I think I have a gift for NOT knowing what to say…

You know how some people always know what to say? I am not one of those people. I swear, I am the worst person to ever walk the earth at knowing what to say in awkward/delicate situations.

Yesterday, I went to kettlebell conditioning class at my gym. We all knew that the instructor’s wife was pregnant and that they were going to find out the sex at the next ultrasound. (My gym is a small “boutique” type gym, and everyone knows one another and people often socialize together so it’s kind of a different vibe than a big box major chain gym.) Anyway, after the class is over, another girl asked if they had found out yet if the baby was a boy or a girl. The instructor then told us that when they went for the ultrasound, they found out that the baby had died. My heart just broke for him. I can’t imagine the pain of losing a baby, and at 20 weeks it must just be excruciating. Everyone said they were sorry, of course.

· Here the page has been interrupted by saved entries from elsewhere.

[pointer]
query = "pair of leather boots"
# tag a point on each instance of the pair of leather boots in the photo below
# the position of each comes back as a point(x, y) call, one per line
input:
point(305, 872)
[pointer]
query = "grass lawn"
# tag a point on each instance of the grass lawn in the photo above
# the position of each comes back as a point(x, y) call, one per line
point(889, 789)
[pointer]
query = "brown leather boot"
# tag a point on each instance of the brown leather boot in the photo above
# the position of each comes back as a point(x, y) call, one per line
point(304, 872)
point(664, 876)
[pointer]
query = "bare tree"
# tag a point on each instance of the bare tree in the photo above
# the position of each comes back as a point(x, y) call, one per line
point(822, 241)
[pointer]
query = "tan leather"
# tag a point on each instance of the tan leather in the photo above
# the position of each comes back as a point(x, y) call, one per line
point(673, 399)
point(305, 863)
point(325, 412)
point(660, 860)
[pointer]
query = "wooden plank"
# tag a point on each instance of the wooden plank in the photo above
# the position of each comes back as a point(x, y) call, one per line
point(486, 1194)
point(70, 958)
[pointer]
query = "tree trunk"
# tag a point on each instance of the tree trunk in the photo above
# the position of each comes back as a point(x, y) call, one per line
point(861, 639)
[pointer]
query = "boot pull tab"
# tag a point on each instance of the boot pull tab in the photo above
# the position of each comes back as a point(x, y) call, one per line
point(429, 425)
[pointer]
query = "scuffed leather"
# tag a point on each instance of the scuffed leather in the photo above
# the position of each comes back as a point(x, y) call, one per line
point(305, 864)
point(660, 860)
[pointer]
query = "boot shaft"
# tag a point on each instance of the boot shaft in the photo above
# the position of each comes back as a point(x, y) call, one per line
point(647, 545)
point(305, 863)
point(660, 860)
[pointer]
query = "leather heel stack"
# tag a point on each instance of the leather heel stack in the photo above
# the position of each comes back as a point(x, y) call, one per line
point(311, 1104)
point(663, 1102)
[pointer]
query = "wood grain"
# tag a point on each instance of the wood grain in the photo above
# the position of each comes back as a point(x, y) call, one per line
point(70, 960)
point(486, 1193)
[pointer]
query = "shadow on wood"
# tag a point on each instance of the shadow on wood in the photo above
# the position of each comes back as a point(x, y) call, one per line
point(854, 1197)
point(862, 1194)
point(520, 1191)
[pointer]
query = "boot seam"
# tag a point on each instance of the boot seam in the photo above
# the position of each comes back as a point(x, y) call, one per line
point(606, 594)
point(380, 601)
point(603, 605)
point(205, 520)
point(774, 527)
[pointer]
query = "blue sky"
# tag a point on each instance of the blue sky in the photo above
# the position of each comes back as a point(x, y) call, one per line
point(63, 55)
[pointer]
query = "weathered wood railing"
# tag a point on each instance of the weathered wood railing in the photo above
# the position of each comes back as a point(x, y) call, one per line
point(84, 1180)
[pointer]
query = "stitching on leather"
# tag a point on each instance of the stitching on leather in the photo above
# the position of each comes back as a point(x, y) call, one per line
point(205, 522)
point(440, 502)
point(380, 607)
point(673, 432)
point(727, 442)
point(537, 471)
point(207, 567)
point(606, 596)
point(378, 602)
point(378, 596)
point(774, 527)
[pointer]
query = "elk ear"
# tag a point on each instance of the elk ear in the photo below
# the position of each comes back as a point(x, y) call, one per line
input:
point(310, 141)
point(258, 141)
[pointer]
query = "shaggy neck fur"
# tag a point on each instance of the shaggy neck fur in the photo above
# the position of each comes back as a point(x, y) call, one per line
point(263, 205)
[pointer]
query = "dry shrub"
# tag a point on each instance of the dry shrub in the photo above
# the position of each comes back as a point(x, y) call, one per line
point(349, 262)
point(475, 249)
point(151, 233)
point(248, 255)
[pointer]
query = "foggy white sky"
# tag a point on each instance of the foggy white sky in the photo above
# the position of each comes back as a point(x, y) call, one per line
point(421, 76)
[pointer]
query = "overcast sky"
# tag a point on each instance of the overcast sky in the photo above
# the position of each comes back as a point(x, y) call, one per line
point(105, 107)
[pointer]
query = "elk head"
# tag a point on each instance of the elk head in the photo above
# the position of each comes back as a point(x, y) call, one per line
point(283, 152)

Shortly afterwards, most of us (minus our instructor) were standing in the parking lot chatting, and of course our instructor’s terrible loss comes up. And of course, there is a lot of, It’s probably for the best, There was probably something genetically wrong with the baby, It wasn’t meant to be, etc. Then someone brings up this article she read, which interviewed the mother of a little boy born at 24 weeks. Needless to say, the child had a number of developmental delays and issues. Based on what my friend said, the mother in the article said that while she loved her son dearly, in hindsight she wishes she had just held him in her arms at birth and let him go when he was born, rather than having saved him at all costs.

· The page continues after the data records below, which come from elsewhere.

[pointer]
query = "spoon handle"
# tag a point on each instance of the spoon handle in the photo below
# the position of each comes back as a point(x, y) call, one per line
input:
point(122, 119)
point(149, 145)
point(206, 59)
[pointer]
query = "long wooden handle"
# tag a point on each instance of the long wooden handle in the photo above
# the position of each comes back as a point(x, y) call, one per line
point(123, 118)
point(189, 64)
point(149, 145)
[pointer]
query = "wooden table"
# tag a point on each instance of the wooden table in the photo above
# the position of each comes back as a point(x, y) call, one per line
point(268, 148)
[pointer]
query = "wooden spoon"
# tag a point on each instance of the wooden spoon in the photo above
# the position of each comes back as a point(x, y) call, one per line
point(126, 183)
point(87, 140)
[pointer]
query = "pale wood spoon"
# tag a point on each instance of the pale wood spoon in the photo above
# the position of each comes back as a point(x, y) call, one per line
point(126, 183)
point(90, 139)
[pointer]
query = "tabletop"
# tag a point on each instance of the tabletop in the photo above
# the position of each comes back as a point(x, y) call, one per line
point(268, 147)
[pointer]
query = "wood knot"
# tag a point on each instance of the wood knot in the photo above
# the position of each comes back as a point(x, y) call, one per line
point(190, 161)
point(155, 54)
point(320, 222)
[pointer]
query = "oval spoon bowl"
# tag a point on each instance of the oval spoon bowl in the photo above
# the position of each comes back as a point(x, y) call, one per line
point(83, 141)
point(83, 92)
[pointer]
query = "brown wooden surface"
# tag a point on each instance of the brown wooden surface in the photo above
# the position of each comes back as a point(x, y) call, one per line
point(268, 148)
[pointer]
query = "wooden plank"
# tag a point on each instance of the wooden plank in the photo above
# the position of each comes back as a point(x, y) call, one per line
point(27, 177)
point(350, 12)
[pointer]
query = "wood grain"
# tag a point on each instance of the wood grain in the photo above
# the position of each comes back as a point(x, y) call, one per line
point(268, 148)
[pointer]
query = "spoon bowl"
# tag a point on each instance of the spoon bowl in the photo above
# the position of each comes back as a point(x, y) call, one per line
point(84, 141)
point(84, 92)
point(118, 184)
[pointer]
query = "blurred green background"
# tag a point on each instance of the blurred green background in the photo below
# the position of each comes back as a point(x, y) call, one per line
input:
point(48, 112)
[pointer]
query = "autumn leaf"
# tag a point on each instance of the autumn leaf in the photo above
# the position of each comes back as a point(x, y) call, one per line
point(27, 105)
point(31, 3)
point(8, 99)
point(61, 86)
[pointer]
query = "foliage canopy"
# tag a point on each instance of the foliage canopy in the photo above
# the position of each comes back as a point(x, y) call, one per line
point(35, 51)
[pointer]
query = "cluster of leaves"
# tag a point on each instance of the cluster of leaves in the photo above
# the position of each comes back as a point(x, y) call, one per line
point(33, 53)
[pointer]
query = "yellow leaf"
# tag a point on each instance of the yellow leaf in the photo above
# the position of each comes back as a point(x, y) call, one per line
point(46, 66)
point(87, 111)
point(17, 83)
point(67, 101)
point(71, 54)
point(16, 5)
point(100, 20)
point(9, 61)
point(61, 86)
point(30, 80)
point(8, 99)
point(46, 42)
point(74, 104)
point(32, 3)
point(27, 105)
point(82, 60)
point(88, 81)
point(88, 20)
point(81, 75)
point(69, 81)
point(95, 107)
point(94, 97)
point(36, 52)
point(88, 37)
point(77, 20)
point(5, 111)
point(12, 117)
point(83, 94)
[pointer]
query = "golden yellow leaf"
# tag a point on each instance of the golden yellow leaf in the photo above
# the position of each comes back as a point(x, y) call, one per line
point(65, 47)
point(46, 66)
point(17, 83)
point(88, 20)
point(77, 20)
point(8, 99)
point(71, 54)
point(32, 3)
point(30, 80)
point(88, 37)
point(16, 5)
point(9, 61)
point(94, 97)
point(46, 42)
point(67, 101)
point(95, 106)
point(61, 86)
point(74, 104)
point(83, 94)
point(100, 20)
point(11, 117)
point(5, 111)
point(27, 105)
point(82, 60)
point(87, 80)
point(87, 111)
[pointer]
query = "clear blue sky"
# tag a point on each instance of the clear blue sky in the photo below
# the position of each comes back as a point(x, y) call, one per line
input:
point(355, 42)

I haven’t read the article, so I obviously have no idea what the medical specifics were in this case or what the mother specifically said, but it makes my heart hurt to think of a mother believing her child would have been better off dying. After my friend shared this, people were talking about how they totally agreed, the child would have been better off, etc etc etc. And of course, I stood there like a bump on a log. On the one hand, here is this perfect opportunity to say something, anything in defense of the sanctity of human life, even if said life suffers from disease or disorder. On the other hand, here I am in a group of women who are only casual acquaintances, and statistically speaking, many of them have likely had a miscarriage or abortion. So one wants to tread lightly and avoid saying something hurtful.

Of course, I avoid saying something hurtful by not saying anything at all, which somewhat misses the point, I think. I wanted to say something that would encompass the sorrow a parent must feel when something is very wrong with their child, an acknowledgement of the real suffering that is inflicted on the family, and yet the fact that this child is still a precious and irreplaceable gift.